Ancora negli occhi e nel cuore i ricordi delle inaugurazioni dei progetti stradali, anche ad altitudini molto elevate, le immagini delle donne afghane che riuscivano ad ottenere l’assistenza sanitaria, i laboratori medici che funzionavano, le sale operatorie in cui si salvavano vite. Ricordi del fascino di un Paese antichissimo e paesaggisticamente meraviglioso, con popolazioni in condizioni durissime, abbarbicate ai fianchi delle montagne cercando di tirar fuori, da terre di scarsa produttività, il necessario per sopravvivere.

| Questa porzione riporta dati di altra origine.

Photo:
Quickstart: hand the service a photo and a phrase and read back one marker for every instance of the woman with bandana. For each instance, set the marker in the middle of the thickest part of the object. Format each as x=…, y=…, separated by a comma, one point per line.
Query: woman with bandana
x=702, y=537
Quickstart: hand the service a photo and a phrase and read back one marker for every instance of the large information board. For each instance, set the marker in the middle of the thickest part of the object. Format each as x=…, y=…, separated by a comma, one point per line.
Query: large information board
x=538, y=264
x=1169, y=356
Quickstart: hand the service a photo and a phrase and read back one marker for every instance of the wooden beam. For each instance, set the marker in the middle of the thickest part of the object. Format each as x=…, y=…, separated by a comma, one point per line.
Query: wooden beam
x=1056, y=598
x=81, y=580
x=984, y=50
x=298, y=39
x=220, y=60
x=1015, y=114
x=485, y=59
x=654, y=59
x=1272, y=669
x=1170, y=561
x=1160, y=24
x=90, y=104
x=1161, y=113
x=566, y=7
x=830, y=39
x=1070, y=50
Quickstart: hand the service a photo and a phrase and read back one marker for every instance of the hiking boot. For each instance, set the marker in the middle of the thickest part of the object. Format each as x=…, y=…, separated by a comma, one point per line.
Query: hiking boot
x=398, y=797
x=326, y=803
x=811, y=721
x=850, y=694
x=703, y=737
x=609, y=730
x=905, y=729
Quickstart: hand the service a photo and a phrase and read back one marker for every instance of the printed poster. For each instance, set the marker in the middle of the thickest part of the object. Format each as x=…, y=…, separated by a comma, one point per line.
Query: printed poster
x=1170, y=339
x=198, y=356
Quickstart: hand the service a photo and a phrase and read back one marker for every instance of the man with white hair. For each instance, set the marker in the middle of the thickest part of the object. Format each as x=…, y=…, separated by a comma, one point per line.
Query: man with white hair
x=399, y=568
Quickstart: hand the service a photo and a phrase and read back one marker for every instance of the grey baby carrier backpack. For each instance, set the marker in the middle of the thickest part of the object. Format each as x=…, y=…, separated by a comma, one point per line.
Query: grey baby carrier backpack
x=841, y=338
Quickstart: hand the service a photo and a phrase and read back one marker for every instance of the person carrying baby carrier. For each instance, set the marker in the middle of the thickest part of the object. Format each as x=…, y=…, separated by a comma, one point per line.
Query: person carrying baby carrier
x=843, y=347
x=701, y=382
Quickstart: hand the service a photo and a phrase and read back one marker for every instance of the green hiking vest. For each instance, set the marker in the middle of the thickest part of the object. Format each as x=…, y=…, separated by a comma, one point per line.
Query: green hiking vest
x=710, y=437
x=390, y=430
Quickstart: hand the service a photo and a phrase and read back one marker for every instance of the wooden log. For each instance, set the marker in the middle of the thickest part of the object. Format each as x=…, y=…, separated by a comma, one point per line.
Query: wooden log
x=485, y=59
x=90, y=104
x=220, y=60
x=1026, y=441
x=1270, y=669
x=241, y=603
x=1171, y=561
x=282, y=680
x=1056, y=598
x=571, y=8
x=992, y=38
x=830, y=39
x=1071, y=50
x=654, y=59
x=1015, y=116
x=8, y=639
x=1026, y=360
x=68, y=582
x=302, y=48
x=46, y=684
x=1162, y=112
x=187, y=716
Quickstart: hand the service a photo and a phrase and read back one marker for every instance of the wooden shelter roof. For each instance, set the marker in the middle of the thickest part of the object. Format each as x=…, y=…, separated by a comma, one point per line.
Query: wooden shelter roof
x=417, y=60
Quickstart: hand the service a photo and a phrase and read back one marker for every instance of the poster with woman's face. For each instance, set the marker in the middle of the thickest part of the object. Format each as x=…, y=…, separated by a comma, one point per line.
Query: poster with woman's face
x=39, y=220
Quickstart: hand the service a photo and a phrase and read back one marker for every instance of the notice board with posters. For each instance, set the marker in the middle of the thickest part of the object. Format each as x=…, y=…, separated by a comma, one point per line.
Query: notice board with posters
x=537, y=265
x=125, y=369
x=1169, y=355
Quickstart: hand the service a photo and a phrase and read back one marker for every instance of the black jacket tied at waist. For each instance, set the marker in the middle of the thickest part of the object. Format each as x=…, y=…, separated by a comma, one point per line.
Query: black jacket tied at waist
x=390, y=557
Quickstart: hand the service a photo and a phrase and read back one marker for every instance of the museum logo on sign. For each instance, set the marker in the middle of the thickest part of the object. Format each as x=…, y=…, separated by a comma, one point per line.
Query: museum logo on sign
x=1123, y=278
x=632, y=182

E’ con un misto di orgoglio per tanto lavoro fatto in Afghanistan e di grande frustrazione allo stesso tempo, che Vittorio Ruscio – dell’Agenzia Italiana per la Cooperazione allo Sviluppo – ha lasciato a fine luglio, dopo 14 anni anni, l’Afghanistan. Il programma era semplicemente di andare in ferie dopo nove mesi consecutivi trascorsi là. Gli eventi, invece, hanno subìto una tale tragica accelerazione che Ruscio non avrebbe mai potuto immaginare. “Non avrei mai pensato che il ritmo e le modalità di questo passaggio di consegne assumesse le caratteristiche di un vero e proprio tracollo”, racconta ai nostri microfoni.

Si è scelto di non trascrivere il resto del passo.